I plan on going to the march 30th show. I believe it's 10am to 4pm at the raddison in manchester,nh  who else is going?


----------



## Dubya (Feb 8, 2013)

I am pretty sure I can make it. I may get a room in the Radisson if I can. Are any members hanging out for food and drinks after the show?


----------



## Lynda (Feb 9, 2013)

I plan on going...just up the highway from me


----------



## BatGirl1 (Feb 9, 2013)

When we took the kids last time there was a pizza place within walking distance from it. Hey...how will we recognize each other? Hmmmm.... 

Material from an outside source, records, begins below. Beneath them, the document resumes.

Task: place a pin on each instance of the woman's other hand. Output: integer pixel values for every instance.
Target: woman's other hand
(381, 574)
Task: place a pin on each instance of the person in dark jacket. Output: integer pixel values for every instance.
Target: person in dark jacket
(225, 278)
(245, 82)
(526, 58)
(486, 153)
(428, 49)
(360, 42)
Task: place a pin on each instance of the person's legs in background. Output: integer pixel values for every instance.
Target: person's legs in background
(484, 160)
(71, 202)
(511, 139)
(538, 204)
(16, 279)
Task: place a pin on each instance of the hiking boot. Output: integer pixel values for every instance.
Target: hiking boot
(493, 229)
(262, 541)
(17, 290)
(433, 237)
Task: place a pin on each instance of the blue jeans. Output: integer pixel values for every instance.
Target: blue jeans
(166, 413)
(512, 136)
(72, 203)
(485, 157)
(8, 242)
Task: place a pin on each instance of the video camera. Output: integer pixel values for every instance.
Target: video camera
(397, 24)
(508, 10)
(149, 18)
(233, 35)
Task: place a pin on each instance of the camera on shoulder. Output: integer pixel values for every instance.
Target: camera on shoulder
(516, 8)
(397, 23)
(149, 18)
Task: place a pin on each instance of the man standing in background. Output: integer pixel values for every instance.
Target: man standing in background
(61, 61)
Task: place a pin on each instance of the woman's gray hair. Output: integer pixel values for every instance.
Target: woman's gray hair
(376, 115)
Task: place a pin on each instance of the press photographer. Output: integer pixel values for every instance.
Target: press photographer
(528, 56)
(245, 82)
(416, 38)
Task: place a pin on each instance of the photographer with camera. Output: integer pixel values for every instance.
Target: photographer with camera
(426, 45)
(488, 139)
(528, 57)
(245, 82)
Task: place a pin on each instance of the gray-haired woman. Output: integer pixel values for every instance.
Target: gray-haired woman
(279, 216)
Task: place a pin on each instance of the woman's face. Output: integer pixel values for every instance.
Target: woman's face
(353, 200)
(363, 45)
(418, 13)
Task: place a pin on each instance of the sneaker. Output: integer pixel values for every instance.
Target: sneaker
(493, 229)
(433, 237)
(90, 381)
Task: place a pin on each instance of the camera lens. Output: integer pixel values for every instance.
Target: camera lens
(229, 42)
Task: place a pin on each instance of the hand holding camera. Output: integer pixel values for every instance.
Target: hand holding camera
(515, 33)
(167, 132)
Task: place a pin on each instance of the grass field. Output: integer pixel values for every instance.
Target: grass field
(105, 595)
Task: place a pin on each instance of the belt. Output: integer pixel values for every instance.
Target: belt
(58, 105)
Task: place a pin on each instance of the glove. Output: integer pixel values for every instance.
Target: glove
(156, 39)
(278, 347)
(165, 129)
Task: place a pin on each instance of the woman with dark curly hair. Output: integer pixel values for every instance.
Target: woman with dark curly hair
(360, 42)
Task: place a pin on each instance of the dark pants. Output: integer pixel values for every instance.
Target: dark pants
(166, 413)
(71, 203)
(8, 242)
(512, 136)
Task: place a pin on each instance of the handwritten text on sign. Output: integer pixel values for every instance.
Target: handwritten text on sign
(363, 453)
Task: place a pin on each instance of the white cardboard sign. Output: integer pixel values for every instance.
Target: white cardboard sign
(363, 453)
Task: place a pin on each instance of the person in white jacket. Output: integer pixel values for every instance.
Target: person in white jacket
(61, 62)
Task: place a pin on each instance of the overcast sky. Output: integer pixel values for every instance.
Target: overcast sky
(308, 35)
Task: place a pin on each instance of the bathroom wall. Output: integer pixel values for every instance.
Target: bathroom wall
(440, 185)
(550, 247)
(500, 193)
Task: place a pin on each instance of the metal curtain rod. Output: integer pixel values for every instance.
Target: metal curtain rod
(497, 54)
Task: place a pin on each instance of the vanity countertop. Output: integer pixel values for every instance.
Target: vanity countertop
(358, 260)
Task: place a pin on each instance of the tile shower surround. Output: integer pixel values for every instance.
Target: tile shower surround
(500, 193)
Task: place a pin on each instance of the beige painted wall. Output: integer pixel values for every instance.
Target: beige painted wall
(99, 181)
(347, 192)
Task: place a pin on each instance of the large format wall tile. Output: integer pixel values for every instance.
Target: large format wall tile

Sent from my ZTE-Z990G using Tapatalk 2


I don't look exactly like my pic, by the way... haha


Sent from my ZTE-Z990G using Tapatalk 2


----------



## Dubya (Feb 9, 2013)

BatGirl1 said:


> When we took the kids last time there was a pizza place within walking distance from it. Hey...how will we recognize each other? Hmmmm....
> 
> Sent from my ZTE-Z990G using Tapatalk 2
> 
> ...





We can call each other on our cell phones and describe where we are.


----------



## BatGirl1 (Feb 9, 2013)

Makes sense  i was hoping we could all just wear propeller beanies or something.  heh heh 

Sent from my ZTE-Z990G using Tapatalk 2


----------



## Dubya (Feb 9, 2013)

[attachment=6384]Good idea.


----------



## BatGirl1 (Feb 10, 2013)

Haha. Let's try to find ones where the propeller is a lizard or a snake or something though. Haha 

Sent from my ZTE-Z990G using Tapatalk 2


----------